Subjecting a population to isolation leads to inbreeding depression. Migration into a population can introduce new genetic variants,[54] potentially contributing to evolutionary rescue. If a significant proportion of individuals or gametes migrate, it can also change allele frequencies, e.g. giving rise to migration load.[55]

In the presence of gene flow, other barriers to hybridization between two diverging populations of an outcrossing species are required for the populations to become new species.

Horizontal gene transfer


Current tree of life showing vertical and horizontal gene transfers.

Horizontal gene transfer is the transfer of genetic material from one organism to another organism that is not its offspring; this is most common among prokaryotes.[56] In medicine, this contributes to the spread of antibiotic resistance, as when one bacteria acquires resistance genes it can rapidly transfer them to other species.[57] Horizontal transfer of genes from bacteria to eukaryotes such as the yeast Saccharomyces cerevisiae and the adzuki bean beetle Callosobruchus chinensis may also have occurred.[58][59] An example of larger-scale transfers are the eukaryotic bdelloid rotifers, which appear to have received a range of genes from bacteria, fungi, and plants.[60] Viruses can also carry DNA between organisms, allowing transfer of genes even across biological domains.[61] Large-scale gene transfer has also occurred between the ancestors of eukaryotic cells and prokaryotes, during the acquisition of chloroplasts and mitochondria.[62]

Linkage

If all genes are in linkage equilibrium, the effect of an allele at one locus can be averaged across the gene pool at other loci. In reality, one allele is frequently found in linkage disequilibrium with genes at other loci, especially with genes located nearby on the same chromosome. Recombination breaks up this linkage disequilibrium too slowly to avoid genetic hitchhiking, where an allele at one locus rises to high frequency because it is linked to an allele under selection at a nearby locus. Linkage also slows down the rate of adaptation, even in sexual populations.[63][64][65] The effect of linkage disequilibrium in slowing down the rate of adaptive evolution arises from a combination of the Hill–Robertson effect (delays in bringing beneficial mutations together) and background selection (delays in separating beneficial mutations from deleterious hitchhikers).

Linkage is a problem for population genetic models that treat one gene locus at a time. It can, however, be exploited as a method for detecting the action of natural selection via selective sweeps.

In the extreme case of an asexual population, linkage is complete, and population genetic equations can be derived and solved in terms of a travelling wave of genotype frequencies along a simple fitness landscape.[66] Most microbes, such as bacteria, are asexual. The population genetics of their adaptation have two contrasting regimes.
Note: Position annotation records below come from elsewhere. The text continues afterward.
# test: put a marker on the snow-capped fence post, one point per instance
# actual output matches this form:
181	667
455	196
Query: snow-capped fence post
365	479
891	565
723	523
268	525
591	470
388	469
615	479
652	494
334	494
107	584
When the product of the beneficial mutation rate and population size is small, asexual populations follow a "successional regime" of origin-fixation dynamics, with adaptation rate strongly dependent on this product. When the product is much larger, asexual populations follow a "concurrent mutations" regime with adaptation rate less dependent on the product, characterized by clonal interference and the appearance of a new beneficial mutation before the last one has fixed.

Applications

Explaining levels of genetic variation

Neutral theory predicts that the level of genetic diversity in a population will be proportional to the product of the population size and the neutral mutation rate. The fact that levels of genetic diversity vary much less than population sizes do is known as the "paradox of variation".[67] While high levels of genetic diversity were one of the original arguments in favor of neutral theory, the paradox of variation has been one of the strongest arguments against neutral theory.

It is clear that levels of genetic diversity vary greatly within a species as a function of local recombination rate, due to both genetic hitchhiking and background selection. Most current solutions to the paradox of variation invoke some level of selection at linked sites.[68] For example, one analysis suggests that larger populations have more selective sweeps, which remove more neutral genetic diversity.[69] A negative correlation between mutation rate and population size may also contribute.[70]
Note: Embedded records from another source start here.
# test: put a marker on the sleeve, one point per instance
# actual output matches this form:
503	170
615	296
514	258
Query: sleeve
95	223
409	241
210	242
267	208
Life history affects genetic diversity more than population history does, e.g. r-strategists have more genetic diversity.[68]

Detecting selection

Population genetics models are used to infer which genes are undergoing selection. One common approach is to look for regions of high linkage disequilibrium and low genetic variance along the chromosome, to detect recent selective sweeps.
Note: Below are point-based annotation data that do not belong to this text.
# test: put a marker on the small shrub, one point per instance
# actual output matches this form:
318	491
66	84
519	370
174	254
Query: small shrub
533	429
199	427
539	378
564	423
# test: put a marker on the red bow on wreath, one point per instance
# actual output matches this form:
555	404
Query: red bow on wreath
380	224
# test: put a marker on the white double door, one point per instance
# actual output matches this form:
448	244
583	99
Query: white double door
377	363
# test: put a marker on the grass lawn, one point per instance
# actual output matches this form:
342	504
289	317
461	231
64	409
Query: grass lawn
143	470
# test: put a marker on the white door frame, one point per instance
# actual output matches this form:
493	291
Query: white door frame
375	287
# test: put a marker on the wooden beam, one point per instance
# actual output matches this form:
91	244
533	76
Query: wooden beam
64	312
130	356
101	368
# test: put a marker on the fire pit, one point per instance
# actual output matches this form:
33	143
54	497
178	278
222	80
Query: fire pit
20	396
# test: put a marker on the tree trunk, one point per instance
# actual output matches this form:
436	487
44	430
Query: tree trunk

A second common approach is the McDonald–Kreitman test. The McDonald–Kreitman test compares the amount of variation within a species (polymorphism) to the divergence between species (substitutions) at two types of sites, one assumed to be neutral. Typically, synonymous sites are assumed to be neutral.[71] Genes undergoing positive selection have an excess of divergent sites relative to polymorphic sites. The test can also be use to obtain a genome-wide estimate of the proportion of substitutions that are fixed by positive selection, α.[72][73] According to the neutral theory of molecular evolution, this number should be near zero. High numbers have therefore been interpreted as a genome-wide falsification of neutral theory.[74]

Demographic inference

The simplest test for population structure in a sexually reproducing, diploid species, is to see whether genotype frequencies follow Hardy-Weinberg proportions as a function of allele frequencies. For example, in the simplest case of a single locus with two alleles denoted A and a at frequencies p and q, random mating predicts freq(AA) = p2 for the AA homozygotes, freq(aa) = q2 for the aa homozygotes, and freq(Aa) = 2pq for the heterozygotes. In the absence of population structure, Hardy-Weinberg proportions are reached within 1-2 generations of random mating. More typically, there is an excess of homozygotes, indicative of population structure. The extent of this excess can be quantified as the inbreeding coefficient, F. When individuals can be assigned to different subpopulations, the degree of population structure is usually calculated using FST, which is a measure of the proportion of genetic variance that can be explained by population structure.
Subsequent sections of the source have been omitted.